Se hizo esperar pero valió la pena. La etapa reina de la 41º Vuelta a San Juan tuvo este sábado un escenario soñado en el Alto Colorado, durante el desarrollo de la octava y penúltima jornada de la competencia. El viernes se había suspendido debido al temporal pero este sábado el clima acompañó de manera ideal, dándole un marco único a la competencia. Cielo nublado, una temperatura cercana a los 14 grados y alguna llovizna intermitente fueron el marco natural que terminó de realzar una etapa que siempre genera expectativa y que ningún fanático del ciclismo se quiere perder.
En lo alto del límite entre los departamentos de Ullum e Iglesia, cientos de fanáticos del ciclismo se dieron cita desde temprano. Reposeras, mesitas, carpas y mucho abrigo formaron parte del paisaje que acompañó el paso del pelotón en uno de los puntos más exigentes del recorrido.

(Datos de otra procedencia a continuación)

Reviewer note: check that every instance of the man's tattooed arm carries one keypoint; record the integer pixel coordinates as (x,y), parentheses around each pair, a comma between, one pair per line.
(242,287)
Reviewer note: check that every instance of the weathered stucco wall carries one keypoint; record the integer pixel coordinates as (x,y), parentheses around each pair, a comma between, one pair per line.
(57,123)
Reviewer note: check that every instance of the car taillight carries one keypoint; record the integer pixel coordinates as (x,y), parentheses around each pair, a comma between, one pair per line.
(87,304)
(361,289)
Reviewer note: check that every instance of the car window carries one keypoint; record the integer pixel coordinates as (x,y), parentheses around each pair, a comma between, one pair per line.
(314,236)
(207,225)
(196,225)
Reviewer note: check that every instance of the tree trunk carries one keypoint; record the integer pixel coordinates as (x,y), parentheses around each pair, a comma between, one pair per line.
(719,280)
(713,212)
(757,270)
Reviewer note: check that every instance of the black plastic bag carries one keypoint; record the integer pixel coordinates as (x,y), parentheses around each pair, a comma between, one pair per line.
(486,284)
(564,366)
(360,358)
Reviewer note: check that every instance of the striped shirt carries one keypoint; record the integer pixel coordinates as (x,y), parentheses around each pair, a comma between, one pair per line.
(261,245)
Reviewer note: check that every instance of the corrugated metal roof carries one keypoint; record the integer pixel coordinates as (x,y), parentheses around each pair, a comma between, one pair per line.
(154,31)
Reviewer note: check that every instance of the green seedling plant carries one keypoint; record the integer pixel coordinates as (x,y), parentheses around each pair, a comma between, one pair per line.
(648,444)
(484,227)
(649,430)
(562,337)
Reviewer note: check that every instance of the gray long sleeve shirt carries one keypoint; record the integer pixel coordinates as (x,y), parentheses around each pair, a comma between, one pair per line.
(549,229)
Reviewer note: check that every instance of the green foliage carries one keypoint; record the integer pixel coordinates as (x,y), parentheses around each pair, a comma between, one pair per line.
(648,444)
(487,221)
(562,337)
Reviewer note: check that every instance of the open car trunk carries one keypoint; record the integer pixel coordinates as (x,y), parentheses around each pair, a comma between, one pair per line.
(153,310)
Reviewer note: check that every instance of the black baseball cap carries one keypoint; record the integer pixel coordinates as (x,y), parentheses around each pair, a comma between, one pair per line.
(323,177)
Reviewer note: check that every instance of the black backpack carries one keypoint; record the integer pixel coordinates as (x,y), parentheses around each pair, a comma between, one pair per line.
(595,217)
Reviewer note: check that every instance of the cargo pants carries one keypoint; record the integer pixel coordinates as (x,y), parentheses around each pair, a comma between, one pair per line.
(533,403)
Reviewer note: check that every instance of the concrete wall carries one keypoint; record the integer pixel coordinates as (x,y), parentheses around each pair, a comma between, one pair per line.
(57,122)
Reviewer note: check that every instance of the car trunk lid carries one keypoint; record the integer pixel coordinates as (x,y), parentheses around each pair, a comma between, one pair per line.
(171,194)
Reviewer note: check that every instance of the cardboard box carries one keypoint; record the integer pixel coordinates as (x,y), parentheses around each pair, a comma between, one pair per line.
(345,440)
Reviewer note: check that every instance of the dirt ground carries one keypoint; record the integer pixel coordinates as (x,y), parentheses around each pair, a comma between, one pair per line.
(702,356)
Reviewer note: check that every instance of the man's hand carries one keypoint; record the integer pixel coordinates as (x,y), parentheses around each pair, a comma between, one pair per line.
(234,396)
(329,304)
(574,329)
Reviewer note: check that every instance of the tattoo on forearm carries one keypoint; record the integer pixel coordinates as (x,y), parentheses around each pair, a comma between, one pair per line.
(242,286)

Lógicamente que el asado es la tradición de cada año en el Colorado, el humo de los asadores se mezcló con las nubes bajas que prácticamente se podían tocar con las manos.
Muchos contaron que estaban en viaje en la mañana del viernes cuando la organización decidió suspender la etapa. Sin desanimarse, esperaron a este sábado que se comunicara la nueva decisión. Muchos afirmaron que tenían todo listo y cuando los medios de comunicación informaron que la etapa sí se realizaba inmediatamente emprendieron viaje rumbo al Colorado. Ni el frío ni las condiciones climáticas fueron un obstáculo: la motivación era clara, ser parte de la etapa más esperada y especial de la Vuelta a San Juan.
Una vez más, el público sanjuanino respondió con pasión y compromiso, convirtiendo a la etapa reina no solo en un desafío deportivo, sino también en una verdadera fiesta popular que reafirma el vínculo entre la provincia y el ciclismo.